I thought water expanded when frozen mainly because of the air dissolved in it (which is forced out when it crystalizes)?

This technology looks very promising (and quiet ), but even if a version came out within this year, I would (personally) still wait a year or two for costs to come down and, more importantly, for the technology to mature more. Unless this stuff is already commonly used and well developed (I don't know, maybe for industrial use somehow) there's bound to be teething problems and some major changes for the first little while. Just my opinion....

[alglove]

Water expands because the crystalline structure at 0 degC actually forms a lattice in which the water molcules are further apart than in the liquid form, in which they are free to flow around each other. It is certainly an unusual property, but not unique. This is why ice floats on top of water... since the molecules in ice are farther apart, the solid is less dense than the liquid.

This is also what allows ice skating. With the added pressure of the skate (from the skater's weight), the ice gets compressed and some of it actually reverts back to water. The skater skates on a thin film of water, which refreezes after the skater has passed by.

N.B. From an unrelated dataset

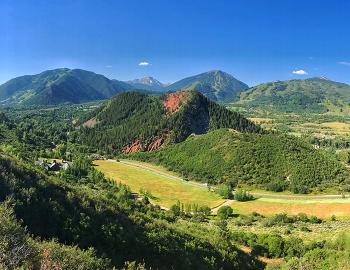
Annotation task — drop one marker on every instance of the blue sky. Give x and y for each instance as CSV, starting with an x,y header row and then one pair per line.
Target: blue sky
x,y
256,41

As you get colder, there are actually different forms of ice that are more dense, because the molecules in the solid water get rearranged into a tighter lattice. This does not happen immediately, but it does happen over time.

This is the same phenomenon observed when white tin slowly turns to grey tin below 13.2 degC. They are two different crystalline forms of tin. The white form has many uses, but the gray form is brittle and powdery. This becomes a problem if you have an item made of pure tin and the temperature becomes too cool. This is called "tin disease" or "tin pest", and it was a problem for pipes used in church organs in nothern Europe. The pipes would actually start to disintegrate over time because of the cold weather.

OK, I am getting *way* off-topic here. I'll stop.